British Comedian, Jeremy Paxman recently posited an answer in his recent Edinburgh Fringe comedy show:

"The problem with old people is they are bloody everywhere. You cannot get on a train or go to a country pub. They are all full of old people. Through no fault of their own, they believe the state owes them a living. They are under the illusion they have paid to a pension fund all their lives. But they haven't."
"Their pensions are being paid out of what you earn. So we all have to keep working so they can stay in that state of euphoria. I would like to invite you all to join my crowd-funded project for franchises of Dignitas clinics. We will have them on every street corner. It would be rather like Sweeney Todd's pie shop and will be disguised as tea shops. You will take Aunty Doris there and drop her off and she will say "see you next Tuesday" and you'll say "probably".

If that's comedy then it is in extremely poor taste. But it is just as likely that Paxman was serious. Perhaps not to the extent of a new UK Dignitas franchise, but most likely in the insinuation that the aged are 'a burden'. Again, functionalism: the aged are past being useful and are eating up precious resources (read: there'll be less left for the rest of us).

But if it were simply the prejudice of a sour comedian, perhaps we could dismiss it. But it is not. A recent story in the UK Telegraph talks about community nurses pressing the elderly - at the first 'home visit' mind you - to sign do not resuscitate orders as part of the National Health Service documentation. The Royal College of Nurses responded by saying that such questions should only be canvassed once the nurse had developed a relationship with the person. This, like the public scandal of people being sedated and dehydrated to death using the Liverpool Care Pathway is not so much a problem about malicious intention as it is about treating people so poorly as to simply value them as little more that warmed up flesh occupying bed space or as just the object of a 'tick-box' protocol. The potential for hidden pressure and elder abuse cannot be ignored.

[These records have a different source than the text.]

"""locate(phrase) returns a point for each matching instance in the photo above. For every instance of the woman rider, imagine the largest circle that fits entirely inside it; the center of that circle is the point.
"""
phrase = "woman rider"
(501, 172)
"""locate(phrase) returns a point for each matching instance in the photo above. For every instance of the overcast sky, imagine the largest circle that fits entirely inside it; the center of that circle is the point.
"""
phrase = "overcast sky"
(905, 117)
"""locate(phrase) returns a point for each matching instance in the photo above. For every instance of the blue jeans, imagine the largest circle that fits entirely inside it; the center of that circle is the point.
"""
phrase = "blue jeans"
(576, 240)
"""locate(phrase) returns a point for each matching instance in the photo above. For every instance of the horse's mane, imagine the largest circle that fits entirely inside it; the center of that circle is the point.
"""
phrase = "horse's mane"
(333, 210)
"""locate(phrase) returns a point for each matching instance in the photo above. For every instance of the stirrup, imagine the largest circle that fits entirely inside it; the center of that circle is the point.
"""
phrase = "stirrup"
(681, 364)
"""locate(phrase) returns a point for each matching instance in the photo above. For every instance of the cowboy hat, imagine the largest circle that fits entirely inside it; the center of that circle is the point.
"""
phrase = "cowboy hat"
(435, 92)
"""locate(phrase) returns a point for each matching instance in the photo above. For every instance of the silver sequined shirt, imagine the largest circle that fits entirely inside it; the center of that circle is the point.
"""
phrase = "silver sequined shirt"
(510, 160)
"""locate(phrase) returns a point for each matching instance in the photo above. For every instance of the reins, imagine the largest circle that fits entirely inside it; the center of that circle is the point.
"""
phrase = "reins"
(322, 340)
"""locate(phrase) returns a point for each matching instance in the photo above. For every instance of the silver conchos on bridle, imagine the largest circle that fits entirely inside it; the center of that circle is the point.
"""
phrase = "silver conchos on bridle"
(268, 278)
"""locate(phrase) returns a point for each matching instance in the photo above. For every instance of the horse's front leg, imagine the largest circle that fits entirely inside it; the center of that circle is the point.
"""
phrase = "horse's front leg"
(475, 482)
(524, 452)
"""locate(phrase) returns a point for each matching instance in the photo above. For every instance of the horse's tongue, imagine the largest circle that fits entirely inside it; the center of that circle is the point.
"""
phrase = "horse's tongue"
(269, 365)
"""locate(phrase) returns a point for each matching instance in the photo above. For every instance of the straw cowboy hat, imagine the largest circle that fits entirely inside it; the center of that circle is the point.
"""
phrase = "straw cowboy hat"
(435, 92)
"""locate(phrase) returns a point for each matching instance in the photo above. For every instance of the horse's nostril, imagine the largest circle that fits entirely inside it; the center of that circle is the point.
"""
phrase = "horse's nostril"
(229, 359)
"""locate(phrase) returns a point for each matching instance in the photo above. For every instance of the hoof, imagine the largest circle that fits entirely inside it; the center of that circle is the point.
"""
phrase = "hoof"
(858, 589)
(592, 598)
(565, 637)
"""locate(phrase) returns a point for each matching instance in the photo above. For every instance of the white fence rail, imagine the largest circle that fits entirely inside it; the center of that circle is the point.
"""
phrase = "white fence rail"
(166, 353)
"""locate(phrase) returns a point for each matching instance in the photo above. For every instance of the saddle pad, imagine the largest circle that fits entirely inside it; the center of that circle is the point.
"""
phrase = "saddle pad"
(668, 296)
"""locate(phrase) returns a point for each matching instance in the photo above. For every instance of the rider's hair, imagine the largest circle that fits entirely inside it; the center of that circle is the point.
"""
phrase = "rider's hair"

It is also a very poor substitute for individual care and creates questions about the quality and focus of nurse training in the UK.

Is it any wonder that the idea of older or sick people becoming a burden is embedded in the psyche of our seniors? And what about the fear campaigns mounted against the aged and infirmed - sometimes by those people themselves?

The recent suicide of Gillian Bennett in Canadian British Columbia had such elements. Before she killed herself, Mrs Bennett set up a website that describes her reasoning. She was suffering from early onset dementia.

Saying that she, 'wanted to go out before the day when I can no longer assess my situation', she goes on to provide a detailed justification for her actions.

I do not like hospitals - they're dirty places
I would not want to…mess up my decision to cost Canada as little as possible.
All I lose is…years of being a vegetable in a hospital setting, eating up the country's money.
My mindless body…financial hardship for those left behind…perpetually changing diapers…an empty husk… civic duty.

What's an elderly person to think? It's unpatriotic to want to live? Shouldn't they all follow her 'heroic' example? You'll be a burden, an empty husk, a parasite on society? There's very little here that distinguishes this kind of pressure from Dawkin's idea of a moral duty. Once again, a 'past use-by date' functionalism. A clarion call to a false selflessness that is really nothing at all about selflessness and everything about subtle pressure.

This is the environment into which some want to introduce a lethal dose. For those whose integrity and self-worth has been eroded by the seemingly incessant drip, drip, drip from a debased humanity, such functionalism may literally be the last discrimination.